Photo: Simon and Schuster

I think about a family like Rob’s, a mother like Rob’s, and I tell myself that I don’t know the first thing about life fraying me at the ends. I don’t know about working for minimum wage in a hot kitchen, my hair in a net, my supervisor preventing me from ending my shift on time so that I can rush to the post office to postmark my child’s college tuition deposit.(Rob had originally wanted to accept an offer of admission to Johns Hopkins, but his deposit didn’t arrive on time.) No, my life is a lot more like that of Jeff Hobbs and his family. Hobbs is the author of the book and was Rob’s college roommate. When Hobbs, a white boy from a bucolic Philadelphia suburb, arrives at Yale as a freshman, his mother takes to measuring the windows so that she can sew curtains for the boys’ dorm room. Hobbs’s father is a surgeon.

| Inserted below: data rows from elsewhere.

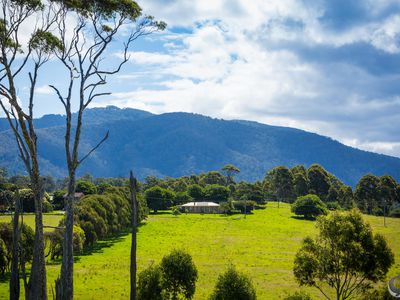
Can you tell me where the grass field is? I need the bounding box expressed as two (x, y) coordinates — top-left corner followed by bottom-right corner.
(0, 203), (400, 300)
(0, 212), (63, 231)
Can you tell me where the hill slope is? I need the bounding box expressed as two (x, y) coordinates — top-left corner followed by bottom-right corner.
(0, 107), (400, 185)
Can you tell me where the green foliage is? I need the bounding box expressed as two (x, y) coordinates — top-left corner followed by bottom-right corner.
(204, 184), (229, 203)
(354, 174), (381, 214)
(75, 179), (97, 195)
(389, 207), (400, 218)
(284, 292), (312, 300)
(293, 210), (394, 299)
(187, 184), (205, 201)
(210, 266), (257, 300)
(29, 30), (63, 54)
(174, 191), (192, 205)
(43, 200), (53, 213)
(45, 225), (86, 260)
(0, 203), (400, 300)
(292, 194), (327, 219)
(137, 264), (163, 300)
(53, 190), (67, 210)
(0, 238), (8, 276)
(75, 187), (137, 245)
(265, 166), (295, 203)
(160, 250), (198, 299)
(233, 181), (264, 204)
(232, 200), (257, 213)
(0, 223), (35, 271)
(221, 164), (240, 185)
(144, 186), (175, 212)
(199, 171), (226, 186)
(307, 164), (330, 200)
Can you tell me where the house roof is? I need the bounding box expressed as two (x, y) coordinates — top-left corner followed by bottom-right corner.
(182, 202), (219, 207)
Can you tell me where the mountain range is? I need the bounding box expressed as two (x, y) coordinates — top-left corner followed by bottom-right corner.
(0, 106), (400, 186)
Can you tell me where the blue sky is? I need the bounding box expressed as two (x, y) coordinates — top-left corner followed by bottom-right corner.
(7, 0), (400, 157)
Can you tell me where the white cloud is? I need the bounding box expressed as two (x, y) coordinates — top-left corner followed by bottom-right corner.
(35, 85), (54, 95)
(97, 0), (400, 156)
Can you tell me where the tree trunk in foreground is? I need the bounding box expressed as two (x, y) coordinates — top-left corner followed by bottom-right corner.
(129, 171), (138, 300)
(27, 173), (47, 300)
(10, 195), (20, 300)
(56, 174), (75, 300)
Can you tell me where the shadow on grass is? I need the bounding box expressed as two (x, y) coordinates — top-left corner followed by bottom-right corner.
(291, 216), (316, 222)
(0, 272), (11, 283)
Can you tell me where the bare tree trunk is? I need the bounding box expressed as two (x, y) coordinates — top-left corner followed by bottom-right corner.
(129, 171), (139, 300)
(28, 176), (47, 300)
(10, 193), (20, 300)
(56, 173), (75, 300)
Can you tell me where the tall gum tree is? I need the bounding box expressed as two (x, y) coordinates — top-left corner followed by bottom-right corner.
(0, 0), (61, 299)
(45, 0), (166, 300)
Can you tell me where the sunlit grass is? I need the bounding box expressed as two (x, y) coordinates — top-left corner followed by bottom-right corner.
(0, 203), (400, 299)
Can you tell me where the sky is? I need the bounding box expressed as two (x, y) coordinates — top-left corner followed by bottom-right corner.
(13, 0), (400, 157)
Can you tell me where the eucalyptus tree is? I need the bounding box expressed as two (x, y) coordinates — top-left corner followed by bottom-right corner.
(45, 0), (166, 299)
(0, 0), (62, 299)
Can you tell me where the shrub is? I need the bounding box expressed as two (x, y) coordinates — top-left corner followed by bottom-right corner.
(45, 221), (86, 259)
(53, 190), (67, 210)
(389, 207), (400, 218)
(75, 179), (97, 195)
(137, 265), (163, 300)
(43, 201), (53, 213)
(160, 250), (198, 299)
(292, 194), (327, 219)
(233, 200), (257, 213)
(284, 292), (312, 300)
(210, 266), (257, 300)
(372, 207), (383, 216)
(73, 225), (86, 253)
(326, 201), (340, 210)
(0, 239), (8, 276)
(0, 223), (35, 271)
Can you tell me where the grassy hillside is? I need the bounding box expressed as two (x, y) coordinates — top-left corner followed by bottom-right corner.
(0, 203), (400, 299)
(0, 212), (63, 231)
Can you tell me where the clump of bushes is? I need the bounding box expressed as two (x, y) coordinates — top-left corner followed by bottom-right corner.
(45, 225), (86, 259)
(284, 292), (312, 300)
(0, 223), (35, 275)
(75, 187), (148, 245)
(138, 250), (198, 300)
(210, 266), (257, 300)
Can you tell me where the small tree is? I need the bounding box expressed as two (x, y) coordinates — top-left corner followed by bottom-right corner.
(160, 250), (198, 300)
(221, 164), (240, 185)
(210, 266), (257, 300)
(187, 184), (204, 201)
(137, 265), (162, 300)
(293, 210), (394, 299)
(292, 194), (327, 219)
(75, 179), (97, 195)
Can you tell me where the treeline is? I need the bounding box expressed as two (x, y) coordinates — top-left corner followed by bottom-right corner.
(0, 164), (400, 217)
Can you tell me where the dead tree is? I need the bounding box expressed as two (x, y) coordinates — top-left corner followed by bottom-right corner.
(50, 0), (165, 300)
(129, 171), (139, 300)
(0, 0), (60, 300)
(10, 192), (21, 300)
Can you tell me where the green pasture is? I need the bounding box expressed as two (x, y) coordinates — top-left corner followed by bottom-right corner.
(0, 203), (400, 300)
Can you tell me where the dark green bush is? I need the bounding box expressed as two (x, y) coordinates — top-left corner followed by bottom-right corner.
(160, 250), (198, 299)
(210, 266), (257, 300)
(137, 265), (163, 300)
(292, 194), (328, 219)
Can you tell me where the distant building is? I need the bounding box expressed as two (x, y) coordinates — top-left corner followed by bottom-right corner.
(63, 193), (85, 201)
(181, 202), (220, 214)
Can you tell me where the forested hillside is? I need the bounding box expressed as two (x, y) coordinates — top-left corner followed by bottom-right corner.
(0, 107), (400, 186)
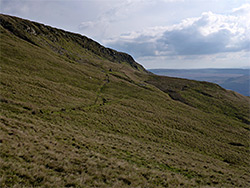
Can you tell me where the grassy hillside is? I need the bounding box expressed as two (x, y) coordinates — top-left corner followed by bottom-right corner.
(149, 69), (250, 96)
(0, 15), (250, 187)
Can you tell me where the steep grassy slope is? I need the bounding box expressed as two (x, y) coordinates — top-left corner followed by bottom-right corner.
(0, 15), (250, 187)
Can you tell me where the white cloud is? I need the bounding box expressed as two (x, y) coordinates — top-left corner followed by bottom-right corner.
(105, 4), (250, 58)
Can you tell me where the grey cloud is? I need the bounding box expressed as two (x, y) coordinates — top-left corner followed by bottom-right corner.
(108, 7), (250, 57)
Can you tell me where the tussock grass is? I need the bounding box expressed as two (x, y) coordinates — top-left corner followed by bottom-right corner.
(0, 15), (250, 187)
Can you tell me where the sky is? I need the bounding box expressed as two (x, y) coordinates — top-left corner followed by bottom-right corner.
(0, 0), (250, 69)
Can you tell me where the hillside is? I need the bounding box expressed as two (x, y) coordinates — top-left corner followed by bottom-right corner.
(149, 69), (250, 96)
(0, 15), (250, 187)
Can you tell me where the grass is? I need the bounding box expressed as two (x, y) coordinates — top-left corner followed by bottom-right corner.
(0, 15), (250, 187)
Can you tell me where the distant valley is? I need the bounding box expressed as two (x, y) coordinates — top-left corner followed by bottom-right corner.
(149, 69), (250, 96)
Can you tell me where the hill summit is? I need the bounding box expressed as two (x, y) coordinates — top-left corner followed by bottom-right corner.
(0, 14), (250, 187)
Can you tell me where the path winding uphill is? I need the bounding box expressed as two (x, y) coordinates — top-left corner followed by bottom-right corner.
(0, 14), (250, 187)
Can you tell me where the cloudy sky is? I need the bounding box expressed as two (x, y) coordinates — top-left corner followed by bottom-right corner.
(0, 0), (250, 68)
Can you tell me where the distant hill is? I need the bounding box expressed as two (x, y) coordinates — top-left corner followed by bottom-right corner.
(149, 69), (250, 96)
(0, 14), (250, 188)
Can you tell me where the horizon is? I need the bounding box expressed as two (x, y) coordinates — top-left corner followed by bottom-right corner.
(0, 0), (250, 69)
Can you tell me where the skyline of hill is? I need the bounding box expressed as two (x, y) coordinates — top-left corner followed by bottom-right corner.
(0, 14), (250, 188)
(148, 68), (250, 96)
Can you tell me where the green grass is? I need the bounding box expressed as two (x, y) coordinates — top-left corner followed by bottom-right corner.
(0, 15), (250, 187)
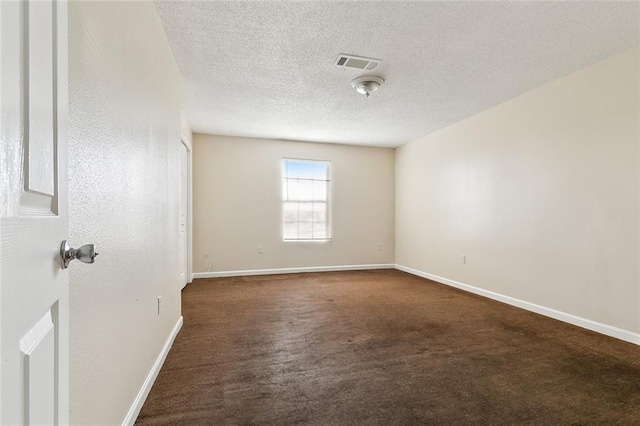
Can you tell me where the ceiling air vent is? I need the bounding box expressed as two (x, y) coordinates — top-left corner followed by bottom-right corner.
(335, 53), (382, 71)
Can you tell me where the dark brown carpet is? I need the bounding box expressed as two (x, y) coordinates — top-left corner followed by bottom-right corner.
(137, 270), (640, 425)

Stories like Rob Peace’s do more than inspire my empathy for people who don’t look like me. They provide context for my own story. They correct the distortions I make of my sufferings, ways that I presume my life is difficult, unmanageable, or unfair. They help me to weigh my sufferings—and feel their proper weight. Something about that practice leads, quite naturally, to gratitude and joy.

Just last week, I turned on the air conditioning. The house cooled within hours. It’s one of so many privileges I name—especially as the world burns.